Take "fintech." As Trashfuture's Riley Quinn is fond of saying, "when you hear 'fintech,' think 'unregulated bank'":

https://pluralistic.net/2022/03/02/shadow-banking-2-point-oh/#leverage

I mean, the whole history of banking is: "Bankers think of a way to do reckless things that are wildly profitable (in the short term) and catastrophic (in the long term). They offer bribes and other corrupt incentives to their watchdogs to let them violate the rules, which leads to utter disaster." From the 19th century "panics" to the crash of '29 to the S&L collapse to the 2008 Great Financial Crisis and beyond, this just keeps happening.

Much of the time, the bankers involved have some tissue-thin explanation for why what they're doing isn't really a violation of the rules. Think of the lenders who, in the runup to the Great Financial Crisis, insisted that they weren't engaged in risky lending because they had a fancy equation that proved that the mortgage-backed securities they were issuing were all sound, and it was literally impossible that they'd all default at once.

The fact that regulators were bamboozled by this is enraging. In hindsight (and for many of us at least, at the time), it's obvious that the bankers went to their watchdogs and said, "We'd like to break the law," and the watchdogs said, "Sure, but would you mind coming up with some excuse that I can repeat later when someone asks me why I let you do this crime?"

It's like in the old days of medical marijuana, where you'd get on a call with a dial-a-doc and say, "Please can I have some weed?" and the doc would say, "Tell me about your headaches," and you'd say, "Uh, I have headaches?" and they'd say "Great, here's your weed!"

The alternative is that these regulators are so bafflingly stupid that they can't be trusted to dress themselves. "My stablecoin is a fit financial instrument to integrate into the financial system" is as credible a wheeze as some crypto bro walking up to Cory Booker, flashing a homemade badge, and snapping out, "Federal Wallet Inspector, hand it over."

I mean, at that point, I kind of hope they're corrupt, because the alternative is that they are basically a brainstem and a couple of eyestalks in a suit.
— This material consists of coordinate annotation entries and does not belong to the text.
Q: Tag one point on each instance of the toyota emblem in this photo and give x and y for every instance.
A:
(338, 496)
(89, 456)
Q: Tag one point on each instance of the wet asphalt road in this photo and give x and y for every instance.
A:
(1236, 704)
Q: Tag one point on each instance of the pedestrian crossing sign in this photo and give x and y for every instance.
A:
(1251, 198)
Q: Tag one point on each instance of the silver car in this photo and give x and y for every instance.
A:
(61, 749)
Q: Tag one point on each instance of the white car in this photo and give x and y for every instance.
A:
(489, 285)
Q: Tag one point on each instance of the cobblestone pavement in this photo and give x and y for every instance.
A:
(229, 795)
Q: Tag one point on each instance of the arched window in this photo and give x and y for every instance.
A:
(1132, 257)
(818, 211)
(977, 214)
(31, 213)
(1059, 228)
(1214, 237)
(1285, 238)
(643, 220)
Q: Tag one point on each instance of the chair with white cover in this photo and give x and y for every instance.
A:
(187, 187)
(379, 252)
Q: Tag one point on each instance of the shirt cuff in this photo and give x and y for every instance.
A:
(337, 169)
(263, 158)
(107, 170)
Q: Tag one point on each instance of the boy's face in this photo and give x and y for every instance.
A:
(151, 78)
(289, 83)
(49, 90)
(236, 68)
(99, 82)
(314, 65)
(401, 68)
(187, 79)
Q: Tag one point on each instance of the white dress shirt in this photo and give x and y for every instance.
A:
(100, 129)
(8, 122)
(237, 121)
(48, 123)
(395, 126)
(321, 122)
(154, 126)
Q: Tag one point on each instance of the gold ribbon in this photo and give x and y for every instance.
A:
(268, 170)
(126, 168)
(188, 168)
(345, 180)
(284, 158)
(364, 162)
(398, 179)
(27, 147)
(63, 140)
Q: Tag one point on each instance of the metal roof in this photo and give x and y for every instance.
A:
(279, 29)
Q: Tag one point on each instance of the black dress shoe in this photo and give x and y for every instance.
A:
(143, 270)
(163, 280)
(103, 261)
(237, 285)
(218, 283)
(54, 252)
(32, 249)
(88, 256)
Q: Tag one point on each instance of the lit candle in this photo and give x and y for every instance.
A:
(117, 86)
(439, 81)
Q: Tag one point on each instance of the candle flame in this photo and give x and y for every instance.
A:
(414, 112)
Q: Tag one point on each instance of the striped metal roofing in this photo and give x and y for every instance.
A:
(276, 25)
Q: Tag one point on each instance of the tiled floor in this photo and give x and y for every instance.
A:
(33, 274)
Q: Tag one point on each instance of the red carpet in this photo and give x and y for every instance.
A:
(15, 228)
What I'm saying is, "We just can't figure out if crypto is violating finance laws" is a statement that can only be attributed to someone very stupid, or in on the game.

Speaking of "someone very stupid, or in on the game," Congress just killed a rule that would have guaranteed that the US military could repair its own materiel:

https://federalnewsnetwork.com/congress/2025/12/congress-quietly-strips-right-to-repair-provisions-from-2026-ndaa-despite-wide-support/

Military right to repair is the most brainless of all possible no-brainers. When a generator breaks down in the field – even in an active war-zone – the US military has to ship it back to America to be serviced by the manufacturer. That's not because you can't train a Marine to fix a generator – it's because the contractual and technical restrictions that military contractors insist on ban the military from fixing its stuff:

https://www.pogo.org/fact-sheets/fact-sheet-the-right-to-repair-for-the-united-states-military

This violates a very old principle in sound military administration. Abraham Lincoln insisted that the contractors who supplied the Union army had to use standardized tooling and ammo, because it would be very embarrassing for the Commander-in-Chief to have to stand on the field at Gettysburg with a megaphone and shout, "Sorry boys, war's canceled this week, our sole supplier's gone on vacation."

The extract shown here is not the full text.